But in practice, few things are harder to execute. The world continues spinning, yes, and those around you may forget about what happened, but that doesn’t mean it suddenly disappears from your rear-view mirror. Everything around us — every restaurant we eat in, every street we walk down, every movie we watch — becomes marked with the person we were when we did those things. Each relationship can be a sort of fingerprint, completely unique in its detail and entirely constructed of mutual memories and experiences. Sure, things end and you go back to being alone, but it’s not as though you suddenly become the person you were beforehand. Things have changed, you have changed, and there is no amount of forced forgetting that is going to make things be exactly as they were before.

I have often felt as though so much of my emotional life has been spent trying to “move on” from things that seem no more escapable than my own skin. Sure, I can ignore them, I can stop giving them the life that they need to occupy significant amounts of space in my daily routine, but I can’t just pretend they didn’t happen. And it has started to feel as though “move on” is in and of itself a misnomer. There is no moment at which you leave the things that happened to you and the people you love in a small pile on the side of the road and continue on without them. It is more a slow acceptance, if anything. One day, the presence of your past is like a thousand needles pricking you over every inch of your skin; the next, you have become so acquainted with the sting that you hardly notice the needles at all.

But we are still being touched by that past, all over, constantly. We are taught that this is a bad thing, that the parts of our lives we no longer acknowledge can just be shed like a heavy winter coat and moved on from. It’s hard not to feel like a failure when you find yourself incapable of simply packing up an old love and storing it away in the attic, never to consider outside of the occasional, wistful half-smile. People don’t work like that. Time may move in a completely linear fashion, but our lives are spread around it like a spider web, wrapping around each other and intersecting at inconvenient and difficult moments. There are people from whom you will never fully untangle yourself, but you will learn to live with their memory.

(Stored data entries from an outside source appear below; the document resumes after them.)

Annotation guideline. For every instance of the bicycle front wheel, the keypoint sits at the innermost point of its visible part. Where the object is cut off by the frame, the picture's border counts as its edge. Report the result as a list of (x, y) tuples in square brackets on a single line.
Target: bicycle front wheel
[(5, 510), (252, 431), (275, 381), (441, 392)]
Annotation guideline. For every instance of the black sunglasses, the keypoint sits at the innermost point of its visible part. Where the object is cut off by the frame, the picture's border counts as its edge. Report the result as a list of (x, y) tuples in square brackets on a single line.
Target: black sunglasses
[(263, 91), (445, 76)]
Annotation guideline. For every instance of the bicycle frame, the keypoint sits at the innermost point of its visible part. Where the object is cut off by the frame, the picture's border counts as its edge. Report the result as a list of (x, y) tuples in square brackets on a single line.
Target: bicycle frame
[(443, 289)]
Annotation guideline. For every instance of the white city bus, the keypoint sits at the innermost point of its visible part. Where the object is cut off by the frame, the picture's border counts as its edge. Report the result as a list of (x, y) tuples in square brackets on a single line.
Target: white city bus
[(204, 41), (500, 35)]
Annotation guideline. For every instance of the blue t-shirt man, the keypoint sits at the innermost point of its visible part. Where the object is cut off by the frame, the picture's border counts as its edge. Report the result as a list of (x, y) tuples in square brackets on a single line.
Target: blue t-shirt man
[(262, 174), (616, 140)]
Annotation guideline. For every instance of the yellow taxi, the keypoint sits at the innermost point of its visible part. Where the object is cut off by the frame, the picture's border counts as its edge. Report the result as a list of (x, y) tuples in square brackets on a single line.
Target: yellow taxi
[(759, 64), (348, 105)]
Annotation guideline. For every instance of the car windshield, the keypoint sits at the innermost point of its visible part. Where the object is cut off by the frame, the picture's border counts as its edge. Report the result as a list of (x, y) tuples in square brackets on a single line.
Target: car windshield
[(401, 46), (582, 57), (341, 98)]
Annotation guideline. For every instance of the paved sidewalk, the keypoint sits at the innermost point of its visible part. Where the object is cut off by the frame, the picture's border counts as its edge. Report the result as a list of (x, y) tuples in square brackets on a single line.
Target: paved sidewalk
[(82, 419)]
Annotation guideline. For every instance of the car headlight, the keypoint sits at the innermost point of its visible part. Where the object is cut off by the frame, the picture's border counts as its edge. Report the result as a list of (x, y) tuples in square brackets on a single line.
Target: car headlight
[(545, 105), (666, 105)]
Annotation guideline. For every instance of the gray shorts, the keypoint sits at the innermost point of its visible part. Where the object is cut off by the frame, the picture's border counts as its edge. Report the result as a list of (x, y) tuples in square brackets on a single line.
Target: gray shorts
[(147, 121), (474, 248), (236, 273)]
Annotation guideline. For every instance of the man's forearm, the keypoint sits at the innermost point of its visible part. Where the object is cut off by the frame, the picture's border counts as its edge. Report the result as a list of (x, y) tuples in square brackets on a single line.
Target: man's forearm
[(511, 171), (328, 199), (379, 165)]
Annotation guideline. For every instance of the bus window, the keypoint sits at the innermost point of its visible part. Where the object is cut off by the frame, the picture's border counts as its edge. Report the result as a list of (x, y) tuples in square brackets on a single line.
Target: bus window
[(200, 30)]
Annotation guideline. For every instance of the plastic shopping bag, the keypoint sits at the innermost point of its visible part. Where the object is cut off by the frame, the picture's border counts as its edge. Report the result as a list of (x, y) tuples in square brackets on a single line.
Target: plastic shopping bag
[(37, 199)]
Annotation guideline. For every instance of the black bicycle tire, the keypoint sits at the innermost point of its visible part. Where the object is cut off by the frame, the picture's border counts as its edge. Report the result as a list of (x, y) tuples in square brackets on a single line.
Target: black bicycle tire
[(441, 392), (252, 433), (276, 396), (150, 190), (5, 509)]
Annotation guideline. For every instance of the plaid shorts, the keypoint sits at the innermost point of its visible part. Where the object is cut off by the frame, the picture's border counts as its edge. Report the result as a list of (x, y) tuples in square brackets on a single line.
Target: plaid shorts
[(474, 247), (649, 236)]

The challenge, it seems, should be just that — to accept our past, and integrate it into our lives in a constructive way. We are all full of ghosts, people and cities we no longer visit but within whom we felt incredibly alive, and there is no reason to pretend they never existed. I wish I could hold those ghosts closer even, telling them that I forgive them for any indiscretion I may have at one point tried to scrub away with a ball of steel wool. Because trying to erase someone completely only makes their presence in your life more pointed — they are an intruder, they are violating your emotional restraining order and reminding you you cannot escape them.

I don’t want to move on. I don’t want to leave my past in small increments behind me. I want to take something from every experience, good or bad, and find it useful in some tiny way. I don’t want the process of recovery from an ending to feel like a hill I have to climb, one that has a distinct beginning and end. I don’t need a thousand voices telling me to “get over it,” as though I could even if I wanted to. Most of all, I don’t want to fear every new love and every new adventure because I imagine that, if it doesn’t work out how I wanted it to, I will have to pretend it never happened at all.